I am looking into the 'RPC wait' for node getData with a named node. I am trying to understand how this error message works, and the internals of what it means.
Update 10/13/25:
Well it's kinda opaque how this all works. It also seems like there are a couple possible reasons for why this could be happening. It was not clear to me if there is a way to tell, in the abstract, which one without looking at node logs.
It seems like the most likely reason is RDMA issues. Likely due to network issues where the communications are not getting through as they should causing 'RPC wait' issues.
If you are like me and are trying to learn GPFS (IBM Spectrum Scale) the best advice I can give is get yourself a copy and then pull it apart. Seriously you will spend hours reading documentation and you will miss a lot of the details just due to the density of the documentation. Having the documentation open while having the binaries and scripts so you can disassemble and read them–will make the learning process more efficient.
Also don't forget your notes. Take notes in your own words and try not to quote. With these three things:
Documentation
Binaries and Scripts to read and disassemble
Good notes
You at least have a fighting chance of understanding what is going on–even if you are going in blind.

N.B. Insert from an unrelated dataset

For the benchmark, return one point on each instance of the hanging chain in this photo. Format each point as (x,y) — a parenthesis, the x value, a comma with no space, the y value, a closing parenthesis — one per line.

You can actually try IBM Storage Scale for free–obviously there are limits, but you can certainly get a sense of how it all works. To that end I was pulling apart the installer the other day and noticed that I couldn't find mmdiag.
I was confused by this–until I unpacked the .deb file and looked at the post install script. As it turns out IBM makes liberal use of symlinks and mmdiag is just a symlink to tsdiag. I wanted to document that here–so I don't forget and in case anyone else finds themselves needlessly puzzled. I also posted a list of the symlinks I found in the GPFS Base .deb file here.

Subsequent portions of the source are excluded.